‘The Liberal Party were a “curious alliance” of several different political groups, which appeared unlikely to survive.’ Assess this view of the Liberal party in the 1850s and 60s (25)

Introduction

  • Following the Repeal of the Corn Laws in 1846, the poltical landscape changed dramatically.
  • The Liberal faction emerged which contained Whig, Peelite and Radical ministers which has led historians to term it a curious alliance.
  • In reality, there were a lot of other factors which united them and the contextual factors meant that they had a good chance of survival, emerging officially as a party in 1865.

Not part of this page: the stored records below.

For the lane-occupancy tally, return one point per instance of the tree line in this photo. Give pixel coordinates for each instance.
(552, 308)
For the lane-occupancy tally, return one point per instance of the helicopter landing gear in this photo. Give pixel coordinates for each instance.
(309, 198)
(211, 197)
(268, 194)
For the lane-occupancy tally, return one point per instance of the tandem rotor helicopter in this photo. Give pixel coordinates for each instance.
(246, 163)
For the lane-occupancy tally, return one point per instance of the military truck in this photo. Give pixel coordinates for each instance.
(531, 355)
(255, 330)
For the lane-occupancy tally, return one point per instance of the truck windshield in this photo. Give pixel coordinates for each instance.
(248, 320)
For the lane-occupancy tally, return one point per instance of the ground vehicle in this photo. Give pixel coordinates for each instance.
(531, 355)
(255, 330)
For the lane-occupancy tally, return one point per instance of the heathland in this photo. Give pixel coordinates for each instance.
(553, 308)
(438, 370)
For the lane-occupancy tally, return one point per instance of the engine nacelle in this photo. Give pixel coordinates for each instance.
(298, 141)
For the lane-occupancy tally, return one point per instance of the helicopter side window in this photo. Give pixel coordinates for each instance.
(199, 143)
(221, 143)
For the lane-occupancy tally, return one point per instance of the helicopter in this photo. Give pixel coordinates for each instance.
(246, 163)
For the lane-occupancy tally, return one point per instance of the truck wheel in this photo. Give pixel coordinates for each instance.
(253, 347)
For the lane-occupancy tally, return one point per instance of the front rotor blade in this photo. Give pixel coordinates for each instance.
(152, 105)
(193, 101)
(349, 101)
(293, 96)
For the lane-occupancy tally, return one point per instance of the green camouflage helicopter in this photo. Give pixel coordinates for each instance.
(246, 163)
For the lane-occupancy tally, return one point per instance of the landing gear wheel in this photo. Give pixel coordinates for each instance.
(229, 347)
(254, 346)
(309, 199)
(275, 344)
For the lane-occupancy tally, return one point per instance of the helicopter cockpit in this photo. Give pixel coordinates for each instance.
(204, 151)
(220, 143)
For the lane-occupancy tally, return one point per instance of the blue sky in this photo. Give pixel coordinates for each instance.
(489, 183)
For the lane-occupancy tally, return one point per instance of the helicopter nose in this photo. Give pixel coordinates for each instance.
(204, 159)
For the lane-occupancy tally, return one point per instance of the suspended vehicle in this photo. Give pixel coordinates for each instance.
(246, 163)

Arguments in support of the statement…

  • Half of the liberal party were made up of wealthy landowners which were the main object of the radical attack. These were largely Whigs eg. Lord John Russell who were joined with middle class industrialists. The fact that there was already a conflict of interests suggested that they seemed unlikely to survive.
  • The Liberals also differed on the subject of religion. The Whigs aristocrats who made up the party were largely in support of the Church of England whereas the middle class industrialists were mostly non-conformists. This divided their attitudes towards policy on religion.
  • There were often tensions between key Liberals, specifically Palmerston and Russell. They disagreed on the gun-boat diplomacy of the Don Pacifico affair and Lord John Russell’s cabinet eventually collapsed after Palmerston turned a militia bill into a vote of no confidence.
  • It could be argued that the infancy of the Liberal alliance pushed Queen Victorian towards Disraeli and the Conservatives. Not having the support and full confidence of the Queen was a major limitation for the Liberals at the very beginning and indicated that they were unlikely to survive.

Arguments against the statement…

  • The Liberals were in universal support of many things. Firstly, all wanted to end Tory dominance of the government and their support for protectionism. Secondly, all wanted to continue with the principles of free-trade, laissez-faire and self-help. This would suggest that the alliance was far from curious.
  • The majority of new MPs were from the same industrial background after being enfranchised in the 1832 Reform Act. This enabled the Liberals to form majority governments, which would indicate that they had a strong chance at surviving.
  • The Liberal Party were far more likely to survive in the face of a divided Tory opposition. Had been split by the Repeal of the Corn Laws of 1846 and Between 1852 and 1868, Derby was Prime Minister on 3 occasions which suggests that the Conservative government was not very ‘strong and stable’ 😉 which aided the Liberals.
  • Contextually, the Liberals benefitted from improved party organisation and sophistication of MPs.

Conclusion

  • Ultimately, the majority of liberals agreed on principles which were key at that time and which had defined that era of politics (ie. free trade and laissez-faire).
  • They were also helped massively by the weak opposition which allowed them to mature into the Liberal party which emerged in 1865.
  • Overall, the Liberal party was not a curious alliance and had a strong chance of survival given the context. Gladstone’s dominance for the 20 years after 1885 is testement to that strength.